Another study [29] focuses on manipulating the input data where a multimodal and multilevel network is constructed that will treat the existence of protective behaviour as an early sign of future pain event, and perform pain recognition in several stages. The proposed network detects the appearance of pain first, then feeds the output and previous features to the second level to detect the occurrence of protective behaviour. Next, the outcome of the second level will be concatenated with the previous input to estimate the pain intensity at the last stage. The main finding of this work is that the successful detection of the existence of protective behaviour can improve the result of pain estimation. A similar network architecture is evaluated in this paper for comparison with other proposed approaches. Furthermore, the proposed network, PLAAN, is trained to discriminate the undertaking exercise type and the associated pain intensity/protective behaviour at the same time.
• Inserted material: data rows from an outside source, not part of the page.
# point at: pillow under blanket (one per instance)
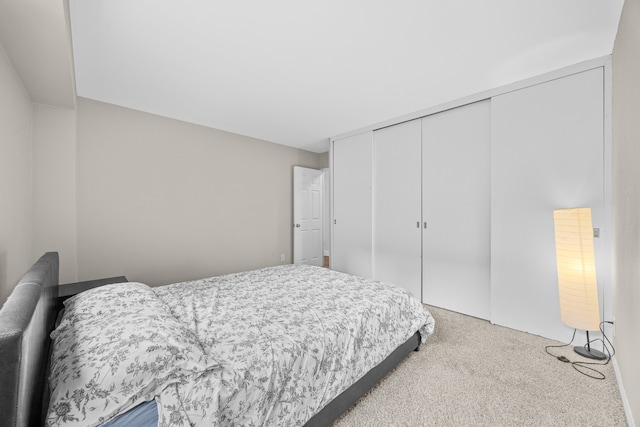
(117, 346)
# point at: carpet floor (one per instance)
(473, 373)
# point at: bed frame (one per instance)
(27, 319)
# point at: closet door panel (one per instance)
(397, 206)
(547, 153)
(352, 165)
(456, 203)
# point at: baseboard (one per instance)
(623, 395)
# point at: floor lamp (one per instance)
(577, 274)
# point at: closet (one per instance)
(456, 205)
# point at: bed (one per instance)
(275, 346)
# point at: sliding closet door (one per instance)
(397, 207)
(352, 162)
(547, 153)
(456, 203)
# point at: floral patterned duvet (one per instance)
(265, 347)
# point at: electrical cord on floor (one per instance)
(584, 367)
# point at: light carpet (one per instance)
(473, 373)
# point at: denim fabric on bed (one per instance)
(143, 415)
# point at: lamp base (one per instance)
(590, 354)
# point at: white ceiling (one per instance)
(297, 72)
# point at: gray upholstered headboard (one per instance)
(26, 320)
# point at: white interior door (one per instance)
(307, 216)
(456, 207)
(397, 237)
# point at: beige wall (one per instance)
(161, 200)
(15, 177)
(54, 186)
(626, 200)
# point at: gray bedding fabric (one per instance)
(265, 347)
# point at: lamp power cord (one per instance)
(585, 368)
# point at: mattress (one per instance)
(266, 347)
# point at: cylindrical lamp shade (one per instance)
(576, 269)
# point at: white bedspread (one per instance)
(265, 347)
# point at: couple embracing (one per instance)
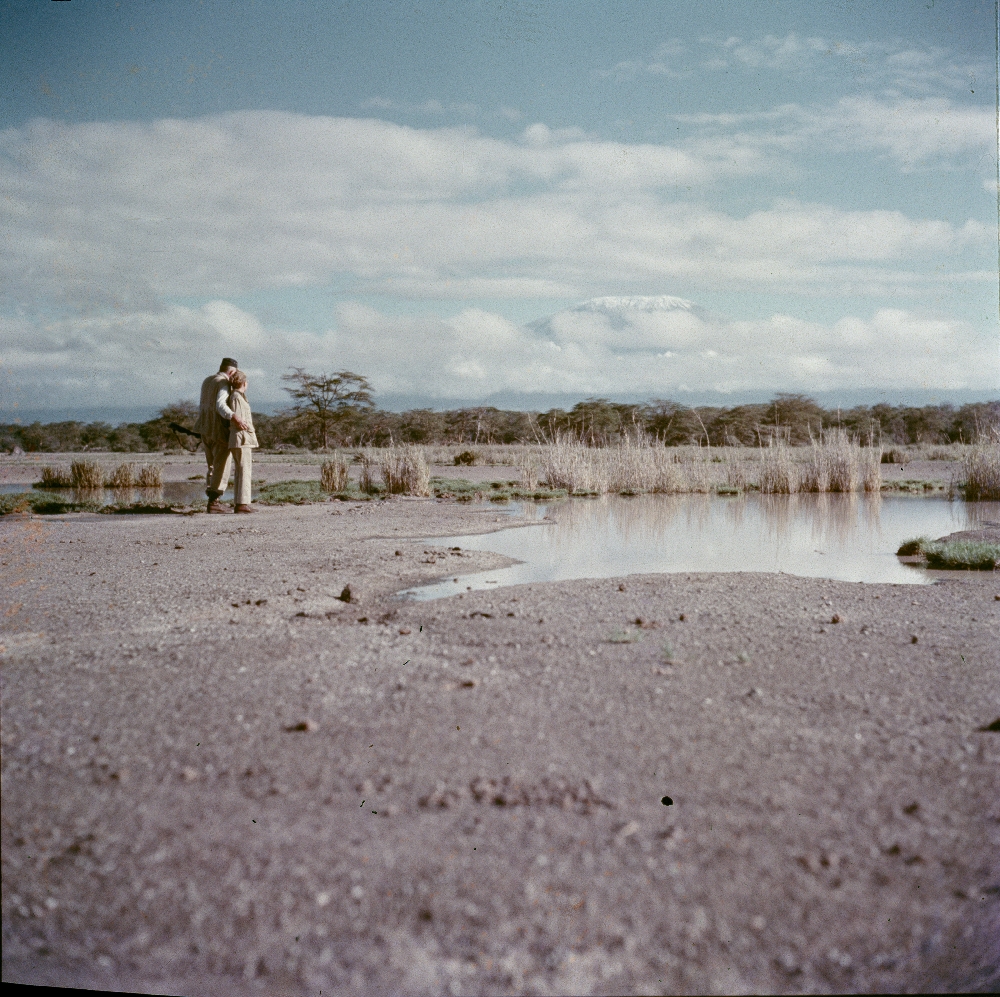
(226, 429)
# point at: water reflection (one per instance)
(849, 537)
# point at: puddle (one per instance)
(845, 537)
(172, 492)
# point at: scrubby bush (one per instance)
(333, 474)
(86, 474)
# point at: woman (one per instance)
(242, 440)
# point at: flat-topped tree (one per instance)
(327, 402)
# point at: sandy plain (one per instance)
(219, 777)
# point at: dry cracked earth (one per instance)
(220, 777)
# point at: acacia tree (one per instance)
(325, 401)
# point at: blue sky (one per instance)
(424, 192)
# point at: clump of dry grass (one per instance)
(836, 463)
(528, 468)
(404, 471)
(86, 475)
(627, 469)
(333, 474)
(127, 476)
(736, 470)
(369, 469)
(150, 476)
(566, 465)
(53, 477)
(981, 466)
(778, 474)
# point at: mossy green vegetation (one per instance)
(914, 486)
(53, 504)
(306, 493)
(462, 490)
(953, 555)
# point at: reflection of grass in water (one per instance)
(463, 490)
(959, 555)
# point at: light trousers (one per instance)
(218, 456)
(243, 462)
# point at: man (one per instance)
(213, 424)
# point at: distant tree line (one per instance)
(337, 410)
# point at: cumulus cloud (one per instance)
(118, 216)
(872, 62)
(658, 351)
(914, 132)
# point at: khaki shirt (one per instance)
(241, 410)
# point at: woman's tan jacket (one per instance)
(241, 409)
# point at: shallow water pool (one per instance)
(846, 537)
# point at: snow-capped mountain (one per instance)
(635, 303)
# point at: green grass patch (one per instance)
(954, 555)
(963, 555)
(305, 493)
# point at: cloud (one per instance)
(868, 63)
(602, 350)
(119, 217)
(428, 107)
(916, 133)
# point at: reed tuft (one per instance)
(333, 475)
(981, 466)
(122, 477)
(150, 476)
(53, 477)
(369, 468)
(86, 475)
(778, 474)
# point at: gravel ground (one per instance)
(219, 777)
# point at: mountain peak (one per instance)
(635, 303)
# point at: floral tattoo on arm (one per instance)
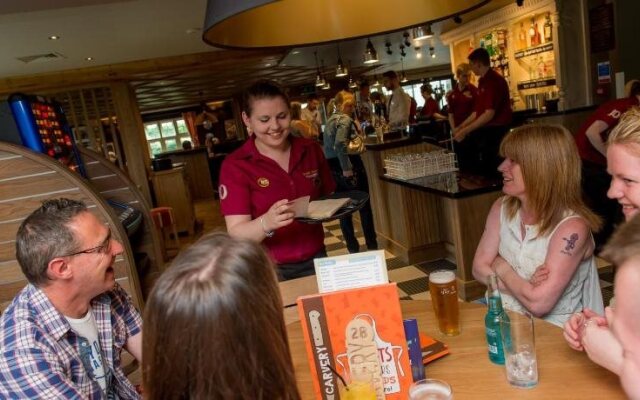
(571, 244)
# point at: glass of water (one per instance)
(518, 339)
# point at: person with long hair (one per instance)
(260, 179)
(348, 169)
(623, 164)
(214, 327)
(541, 221)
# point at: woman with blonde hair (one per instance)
(542, 222)
(214, 327)
(347, 169)
(589, 330)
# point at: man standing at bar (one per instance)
(311, 112)
(478, 137)
(63, 334)
(399, 103)
(591, 139)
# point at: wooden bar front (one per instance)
(419, 224)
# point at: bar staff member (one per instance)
(591, 139)
(478, 137)
(258, 181)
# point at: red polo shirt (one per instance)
(250, 183)
(493, 94)
(461, 102)
(610, 114)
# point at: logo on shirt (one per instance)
(263, 182)
(222, 192)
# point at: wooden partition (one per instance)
(113, 184)
(28, 178)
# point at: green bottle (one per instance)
(495, 313)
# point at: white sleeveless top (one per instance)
(525, 255)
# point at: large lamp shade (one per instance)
(280, 23)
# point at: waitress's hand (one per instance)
(278, 216)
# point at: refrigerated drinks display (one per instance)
(39, 123)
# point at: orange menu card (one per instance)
(358, 332)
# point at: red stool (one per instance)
(163, 218)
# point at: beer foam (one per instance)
(440, 277)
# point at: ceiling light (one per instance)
(340, 69)
(422, 32)
(370, 53)
(407, 43)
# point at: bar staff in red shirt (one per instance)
(258, 181)
(591, 139)
(461, 99)
(478, 137)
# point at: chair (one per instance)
(163, 218)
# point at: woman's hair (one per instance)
(551, 169)
(627, 132)
(296, 110)
(262, 89)
(343, 98)
(214, 327)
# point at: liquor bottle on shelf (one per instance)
(522, 37)
(492, 319)
(548, 35)
(534, 33)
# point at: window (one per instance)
(166, 135)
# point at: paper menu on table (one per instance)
(351, 271)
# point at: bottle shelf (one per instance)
(537, 83)
(532, 51)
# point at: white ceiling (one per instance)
(110, 31)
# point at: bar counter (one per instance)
(429, 218)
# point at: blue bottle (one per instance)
(492, 322)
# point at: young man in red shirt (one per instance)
(478, 137)
(591, 139)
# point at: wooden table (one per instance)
(563, 373)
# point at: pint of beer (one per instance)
(444, 296)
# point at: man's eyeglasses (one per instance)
(103, 248)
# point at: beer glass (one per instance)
(430, 389)
(444, 297)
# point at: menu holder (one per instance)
(432, 349)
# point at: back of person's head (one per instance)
(479, 55)
(463, 69)
(390, 74)
(632, 88)
(296, 110)
(214, 327)
(46, 234)
(343, 98)
(627, 131)
(551, 168)
(262, 89)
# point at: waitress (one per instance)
(260, 179)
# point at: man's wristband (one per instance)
(264, 229)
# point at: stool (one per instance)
(163, 218)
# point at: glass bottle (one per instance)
(522, 37)
(495, 314)
(548, 35)
(534, 34)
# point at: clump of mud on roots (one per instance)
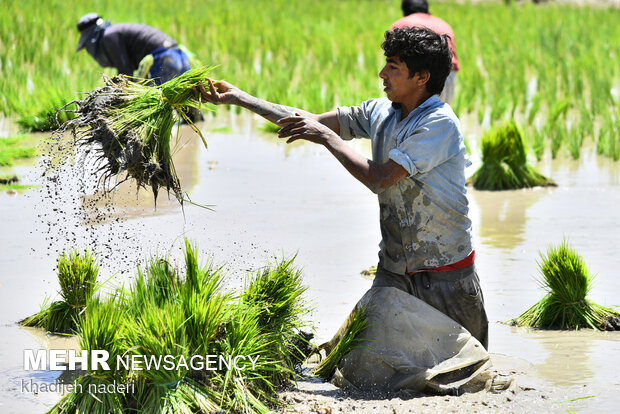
(130, 125)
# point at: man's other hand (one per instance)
(220, 92)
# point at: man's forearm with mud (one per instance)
(270, 111)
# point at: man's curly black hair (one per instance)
(422, 50)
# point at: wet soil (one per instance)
(268, 200)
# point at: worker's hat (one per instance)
(86, 25)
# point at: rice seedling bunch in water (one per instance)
(349, 340)
(131, 124)
(77, 275)
(277, 293)
(101, 328)
(504, 161)
(567, 281)
(252, 388)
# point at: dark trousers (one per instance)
(455, 293)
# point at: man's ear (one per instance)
(424, 77)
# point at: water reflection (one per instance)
(503, 215)
(568, 355)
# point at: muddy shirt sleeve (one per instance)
(434, 140)
(355, 121)
(117, 52)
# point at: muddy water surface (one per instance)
(269, 200)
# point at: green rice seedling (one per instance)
(77, 275)
(162, 331)
(100, 329)
(248, 390)
(132, 123)
(567, 281)
(349, 340)
(12, 149)
(49, 117)
(575, 141)
(269, 127)
(202, 301)
(608, 142)
(538, 142)
(504, 161)
(276, 292)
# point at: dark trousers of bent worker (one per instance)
(455, 293)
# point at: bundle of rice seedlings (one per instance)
(276, 292)
(349, 340)
(504, 161)
(168, 312)
(567, 281)
(131, 123)
(77, 275)
(252, 388)
(101, 328)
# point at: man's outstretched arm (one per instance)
(224, 93)
(376, 176)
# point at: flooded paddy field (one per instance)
(270, 200)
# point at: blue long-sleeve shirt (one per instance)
(423, 217)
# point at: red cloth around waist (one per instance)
(461, 264)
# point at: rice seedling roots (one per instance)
(122, 151)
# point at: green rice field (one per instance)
(534, 63)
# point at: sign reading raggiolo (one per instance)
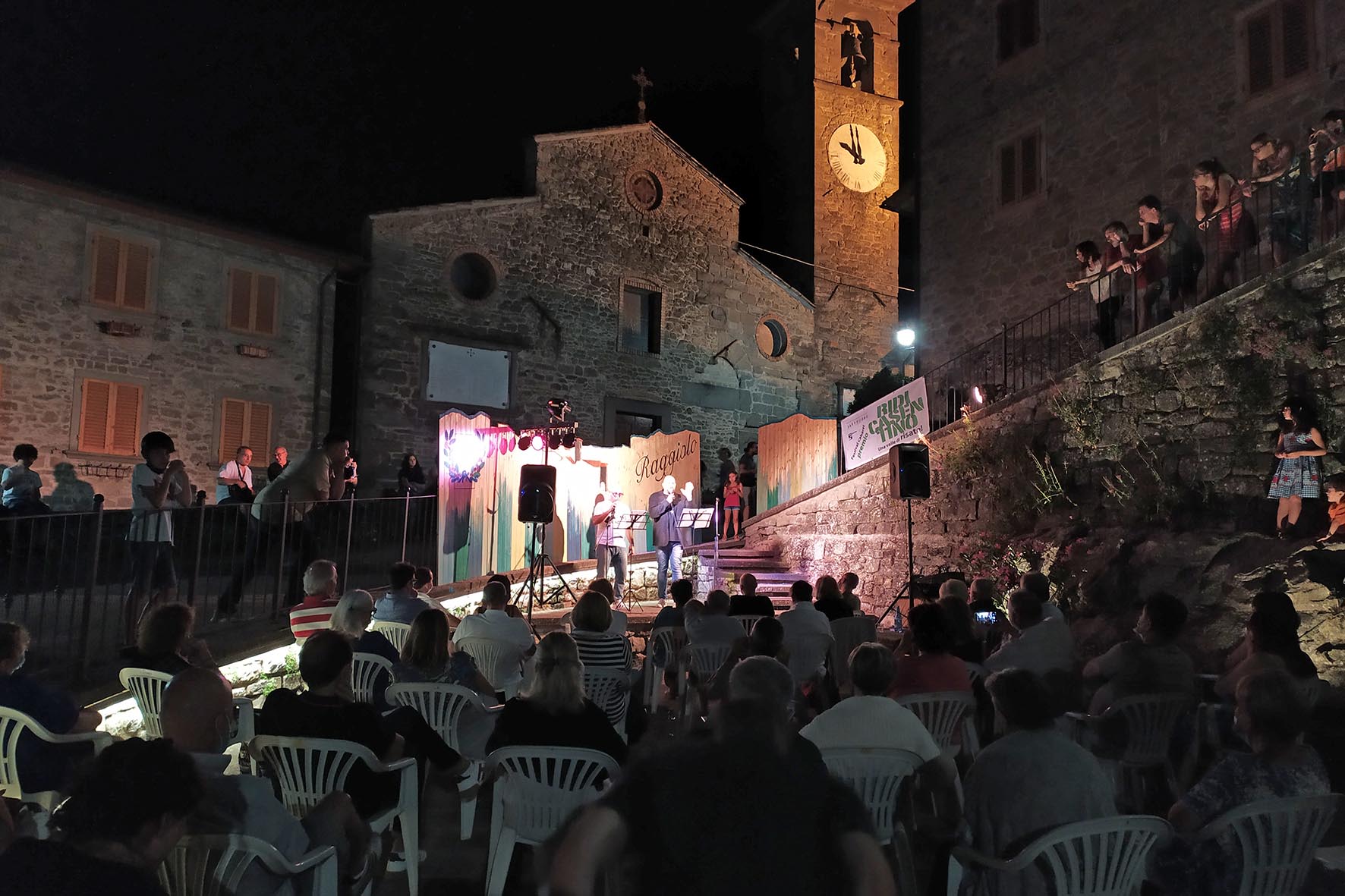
(897, 417)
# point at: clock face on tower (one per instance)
(857, 158)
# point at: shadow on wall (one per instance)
(71, 494)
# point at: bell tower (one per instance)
(855, 172)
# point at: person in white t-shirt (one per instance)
(233, 485)
(158, 486)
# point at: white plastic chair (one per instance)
(12, 725)
(1277, 838)
(667, 640)
(611, 690)
(395, 633)
(536, 790)
(214, 866)
(310, 769)
(499, 664)
(946, 715)
(365, 671)
(749, 623)
(848, 634)
(442, 706)
(808, 655)
(1099, 857)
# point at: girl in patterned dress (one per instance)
(1298, 474)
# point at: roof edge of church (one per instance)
(658, 132)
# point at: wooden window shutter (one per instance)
(259, 429)
(233, 423)
(124, 432)
(93, 416)
(1296, 36)
(1261, 64)
(266, 290)
(106, 268)
(240, 299)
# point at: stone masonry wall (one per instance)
(1127, 97)
(561, 259)
(183, 357)
(1172, 432)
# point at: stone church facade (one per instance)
(620, 285)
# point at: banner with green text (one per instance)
(897, 417)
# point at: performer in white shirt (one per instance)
(613, 542)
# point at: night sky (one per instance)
(301, 118)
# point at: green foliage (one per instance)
(876, 388)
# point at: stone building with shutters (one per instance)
(1043, 121)
(118, 318)
(620, 285)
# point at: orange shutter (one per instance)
(106, 266)
(135, 288)
(240, 299)
(93, 416)
(266, 297)
(259, 429)
(124, 431)
(233, 424)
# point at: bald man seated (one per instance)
(198, 712)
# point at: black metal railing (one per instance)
(71, 579)
(1268, 224)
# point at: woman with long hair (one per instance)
(553, 711)
(1298, 473)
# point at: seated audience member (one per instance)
(20, 489)
(1029, 781)
(924, 661)
(198, 711)
(165, 642)
(795, 830)
(1151, 662)
(326, 709)
(674, 617)
(849, 583)
(619, 621)
(315, 611)
(351, 617)
(401, 603)
(495, 624)
(1271, 718)
(553, 711)
(747, 602)
(962, 626)
(714, 624)
(121, 819)
(1274, 646)
(1038, 586)
(829, 600)
(42, 766)
(1033, 642)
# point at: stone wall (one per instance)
(182, 354)
(1127, 97)
(1142, 468)
(561, 260)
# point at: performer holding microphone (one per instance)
(613, 542)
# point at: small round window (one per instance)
(773, 339)
(472, 276)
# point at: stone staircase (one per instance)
(773, 576)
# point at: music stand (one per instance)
(628, 522)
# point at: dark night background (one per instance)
(299, 118)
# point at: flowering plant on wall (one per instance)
(1003, 561)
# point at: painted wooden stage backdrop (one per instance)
(795, 455)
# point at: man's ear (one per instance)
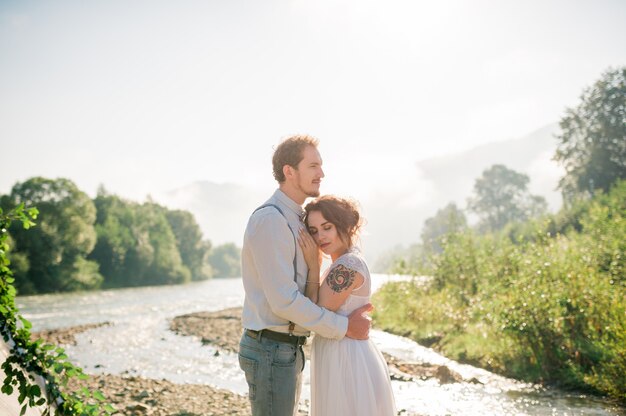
(288, 171)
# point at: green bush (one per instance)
(528, 302)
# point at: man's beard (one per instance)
(311, 193)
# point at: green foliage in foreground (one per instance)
(28, 358)
(543, 302)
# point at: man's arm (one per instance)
(273, 250)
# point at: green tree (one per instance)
(54, 252)
(226, 260)
(193, 250)
(501, 196)
(447, 220)
(592, 143)
(136, 245)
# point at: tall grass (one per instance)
(543, 301)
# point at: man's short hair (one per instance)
(290, 152)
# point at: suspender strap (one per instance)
(295, 255)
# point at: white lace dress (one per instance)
(350, 377)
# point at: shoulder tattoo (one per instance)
(340, 278)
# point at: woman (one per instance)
(348, 377)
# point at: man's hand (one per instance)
(359, 323)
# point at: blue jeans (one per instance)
(273, 373)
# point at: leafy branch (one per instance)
(30, 360)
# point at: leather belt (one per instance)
(276, 336)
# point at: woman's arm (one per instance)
(313, 258)
(337, 286)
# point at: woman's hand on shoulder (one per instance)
(311, 251)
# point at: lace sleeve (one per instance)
(355, 262)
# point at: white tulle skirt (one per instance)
(349, 377)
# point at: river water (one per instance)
(139, 343)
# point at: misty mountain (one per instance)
(453, 175)
(396, 217)
(222, 210)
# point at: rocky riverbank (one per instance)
(223, 330)
(140, 396)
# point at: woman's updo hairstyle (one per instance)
(342, 213)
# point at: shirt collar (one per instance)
(290, 203)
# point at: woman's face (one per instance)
(325, 235)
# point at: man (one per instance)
(277, 317)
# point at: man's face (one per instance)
(309, 173)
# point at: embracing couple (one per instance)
(286, 298)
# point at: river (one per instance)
(139, 343)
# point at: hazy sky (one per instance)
(147, 96)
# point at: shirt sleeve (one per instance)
(273, 251)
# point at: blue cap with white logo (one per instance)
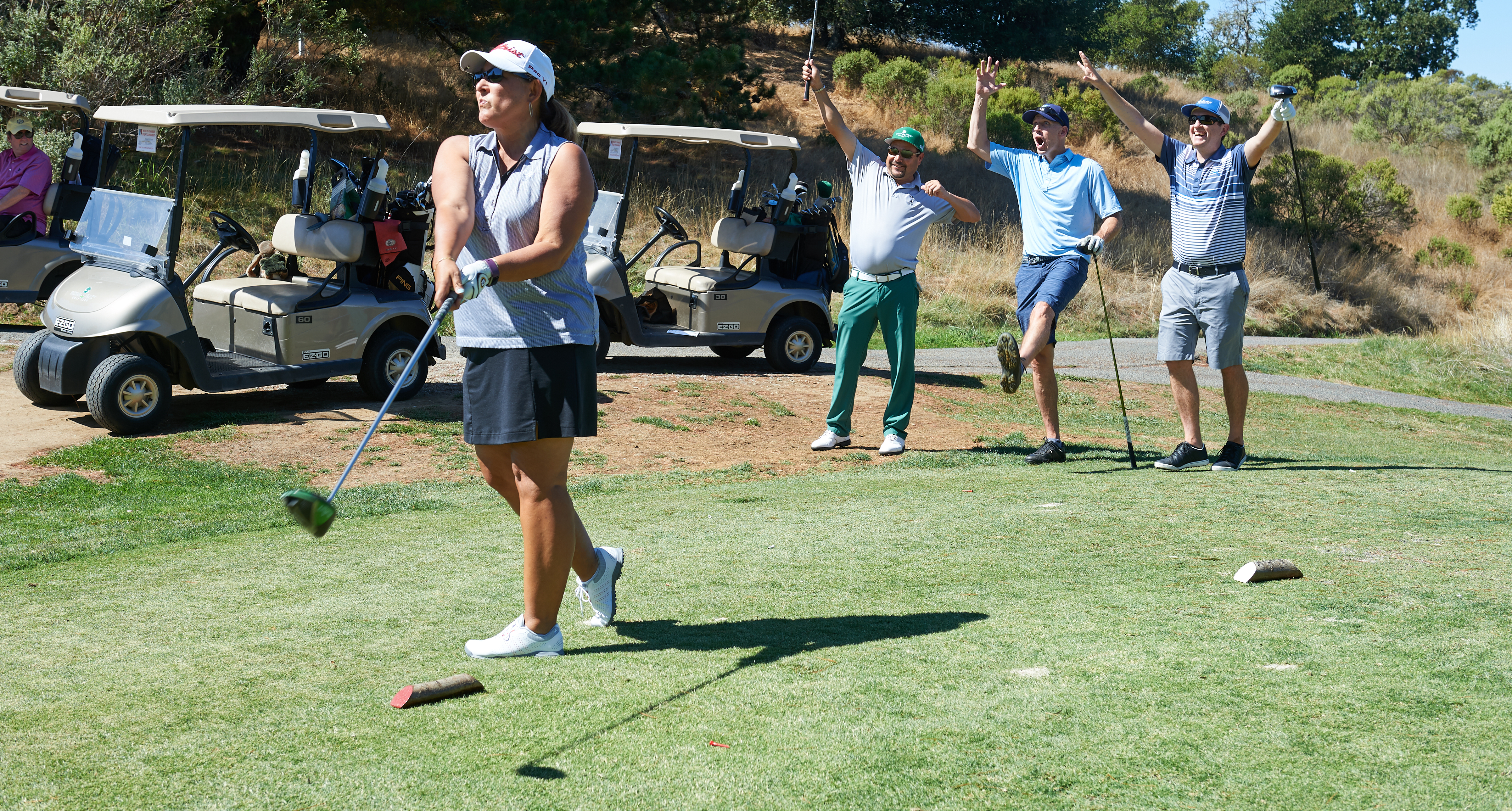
(1207, 103)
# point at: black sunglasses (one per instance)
(496, 76)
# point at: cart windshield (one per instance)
(125, 226)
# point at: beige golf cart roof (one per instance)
(241, 115)
(29, 99)
(693, 135)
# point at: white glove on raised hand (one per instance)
(477, 276)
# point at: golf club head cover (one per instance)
(477, 276)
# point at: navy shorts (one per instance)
(1055, 282)
(522, 395)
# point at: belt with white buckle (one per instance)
(884, 277)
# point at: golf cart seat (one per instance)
(314, 237)
(258, 296)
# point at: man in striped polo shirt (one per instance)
(1206, 288)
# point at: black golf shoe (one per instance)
(1184, 457)
(1011, 362)
(1230, 457)
(1051, 451)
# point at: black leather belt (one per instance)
(1210, 270)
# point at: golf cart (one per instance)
(778, 299)
(31, 262)
(120, 329)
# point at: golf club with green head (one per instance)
(316, 513)
(1119, 382)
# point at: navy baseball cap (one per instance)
(1048, 111)
(1207, 103)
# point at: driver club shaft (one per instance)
(1128, 438)
(415, 358)
(1302, 202)
(814, 26)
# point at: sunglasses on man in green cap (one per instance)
(911, 137)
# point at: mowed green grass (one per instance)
(865, 639)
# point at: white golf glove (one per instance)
(477, 276)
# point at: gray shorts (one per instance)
(1213, 303)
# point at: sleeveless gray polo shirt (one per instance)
(552, 309)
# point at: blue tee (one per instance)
(1061, 200)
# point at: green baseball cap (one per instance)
(908, 135)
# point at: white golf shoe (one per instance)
(599, 591)
(518, 640)
(829, 441)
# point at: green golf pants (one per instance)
(896, 306)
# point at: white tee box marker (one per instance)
(1260, 571)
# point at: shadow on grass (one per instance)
(776, 638)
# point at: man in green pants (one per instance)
(891, 211)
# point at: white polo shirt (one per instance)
(888, 220)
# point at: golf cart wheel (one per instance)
(794, 346)
(129, 394)
(28, 373)
(385, 359)
(734, 353)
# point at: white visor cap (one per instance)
(515, 57)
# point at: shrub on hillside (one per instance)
(1342, 199)
(1089, 114)
(1502, 208)
(1425, 113)
(897, 82)
(1464, 208)
(1293, 75)
(852, 67)
(1494, 140)
(1442, 253)
(1148, 85)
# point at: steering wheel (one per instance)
(670, 225)
(233, 234)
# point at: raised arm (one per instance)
(986, 85)
(832, 117)
(1127, 114)
(453, 190)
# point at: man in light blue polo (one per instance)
(891, 211)
(1062, 196)
(1206, 287)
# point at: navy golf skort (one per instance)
(1053, 281)
(528, 394)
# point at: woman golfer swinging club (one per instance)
(512, 208)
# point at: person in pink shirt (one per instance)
(25, 175)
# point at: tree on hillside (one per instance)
(1017, 29)
(1368, 38)
(1154, 36)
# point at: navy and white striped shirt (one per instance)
(1207, 203)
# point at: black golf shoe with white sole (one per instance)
(1230, 457)
(1184, 457)
(1051, 451)
(1011, 362)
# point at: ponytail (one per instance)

Another work of EmoPain Challenge by Yuan and Mahmoud [30] focuses on building an effective neural network. They proposed an Autoencoder-LSTM-Attention-Net (ALANet), which was designed for extracting the most expressive temporal information. In comparison with the baseline network of EmoPain dataset, ALANet exceeds the baseline accuracy with only one-twentieth training time. However, this network cannot discriminate well between low pain and high pain targets. This issue is occurring due to the class-wise imbalance in the EmoPain dataset. PLAAN is developed especially to address this concern by applying anomaly detection.

Similar to Wang et al. [11] , similar terminology has been used in this paper: 'sample' refers to a single data point at every single timestep; 'segment' or 'frame' refers to a small data chunk having several samples within; 'instance' is at participant-level data which contains full data sequence of all the activities during one trial.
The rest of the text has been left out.